A length lands in feet/metres for geometry but inches/millimetres for section
dimensions and deflections (RFEM's own unit categories drive this). Quantities
with no conversion rule (e.g. dimensionless ratios) are passed through unchanged
and noted in the export log. If Pint isn't installed, values are written in
their source units and the info sheet says so.

## Configuration

The API key is resolved in this order:

1. `--api-key` command-line argument
2. `RFEM_API_KEY` environment variable
3. Dlubal's bundled `config.ini` (`[api_keys] default = …`), scanned across
   installed RFEM versions

```bash
uv run rfem-export --api-key YOUR_KEY
```

## Project layout

```
rfem_export/
  __init__.py
  connection.py   # API-key resolution, attach to RFEM, model info, unit summary
  catalog.py      # curated navigator tree of exportable tables (TableDef / Group)
  units.py        # Pint-based, dimensionality-driven metric/imperial conversion
  extract.py      # object tables + result tables -> pandas DataFrames (+ units)
  excel.py        # workbook writer: one sheet per table + info sheet
  app.py          # Textual TUI + console entry point
examples/
  export_reactions.py   # original single-table proof-of-concept
```

### Extending table coverage

Add a `TableDef` to the `TREE` in [`rfem_export/catalog.py`](rfem_export/catalog.py).
Both extraction and the TUI pick up new entries automatically — inputs via
`get_object_table` for an `ObjectType` (which also supplies per-column units);
results via `get_result_table` across every loading. For a **result** table,
also fill in `result_units` (the SI unit of each value column) so the values can
be converted — result tables carry no units over the API.

## Development

Lint and format with [ruff](https://docs.astral.sh/ruff/) (the same checks CI
runs):

```bash
uvx ruff check .          # lint
uvx ruff format --check . # formatting
uvx ruff format .         # auto-format
```

## Versioning & releases

The package version is **derived automatically from git tags** via
[`hatch-vcs`](https://github.com/ofek/hatch-vcs) — there is no hardcoded
version to bump. Tag `vX.Y.Z` becomes version `X.Y.Z`.

To cut a release:

```bash
git tag v0.2.0
git push origin v0.2.0
```

Pushing the tag triggers the **Release** workflow, which lints, builds the
sdist/wheel, verifies the built version matches the tag, publishes to
[PyPI](https://pypi.org/p/rfem-table-export), and creates a GitHub release.

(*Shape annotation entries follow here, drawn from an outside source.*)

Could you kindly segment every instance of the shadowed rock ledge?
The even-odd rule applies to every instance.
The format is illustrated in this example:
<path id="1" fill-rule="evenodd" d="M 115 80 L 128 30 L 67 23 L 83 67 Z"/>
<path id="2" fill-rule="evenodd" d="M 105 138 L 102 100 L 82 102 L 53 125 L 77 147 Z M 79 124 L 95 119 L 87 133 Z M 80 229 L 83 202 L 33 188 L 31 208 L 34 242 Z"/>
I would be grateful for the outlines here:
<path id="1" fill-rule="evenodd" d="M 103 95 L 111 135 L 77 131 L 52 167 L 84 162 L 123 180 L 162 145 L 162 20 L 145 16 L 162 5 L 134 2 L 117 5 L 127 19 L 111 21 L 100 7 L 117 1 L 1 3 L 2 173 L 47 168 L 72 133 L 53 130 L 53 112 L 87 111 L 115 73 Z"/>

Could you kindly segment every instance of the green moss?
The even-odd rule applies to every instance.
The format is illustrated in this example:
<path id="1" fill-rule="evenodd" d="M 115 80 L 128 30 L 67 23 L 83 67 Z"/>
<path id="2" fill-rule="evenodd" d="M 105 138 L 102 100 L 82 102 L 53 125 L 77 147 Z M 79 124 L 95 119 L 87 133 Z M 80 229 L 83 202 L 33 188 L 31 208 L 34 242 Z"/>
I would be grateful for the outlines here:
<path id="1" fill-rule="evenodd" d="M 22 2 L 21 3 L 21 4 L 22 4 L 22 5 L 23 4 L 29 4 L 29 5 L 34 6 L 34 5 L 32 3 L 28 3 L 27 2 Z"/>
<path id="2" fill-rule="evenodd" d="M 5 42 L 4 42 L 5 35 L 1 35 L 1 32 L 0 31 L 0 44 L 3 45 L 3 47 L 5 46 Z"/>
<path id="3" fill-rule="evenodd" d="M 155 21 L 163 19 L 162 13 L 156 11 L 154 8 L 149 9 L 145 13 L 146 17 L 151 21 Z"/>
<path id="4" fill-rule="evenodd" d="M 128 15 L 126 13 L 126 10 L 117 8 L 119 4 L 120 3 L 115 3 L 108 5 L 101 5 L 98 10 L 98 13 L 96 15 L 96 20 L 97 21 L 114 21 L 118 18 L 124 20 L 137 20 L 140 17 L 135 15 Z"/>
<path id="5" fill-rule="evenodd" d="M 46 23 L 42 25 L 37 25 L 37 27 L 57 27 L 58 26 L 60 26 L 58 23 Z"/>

> **One-time PyPI setup:** publishing uses
> [Trusted Publishing (OIDC)](https://docs.pypi.org/trusted-publishers/), so no
> API token is stored. On PyPI, add a trusted publisher for this project with:
> owner `Mark-Milkis`, repository `rfem-table-export`, workflow
> `release.yml`, and environment `pypi`. (For the very first publish you may
> need to use the "pending publisher" flow since the project doesn't exist on
> PyPI yet.)

## License

[MIT](LICENSE)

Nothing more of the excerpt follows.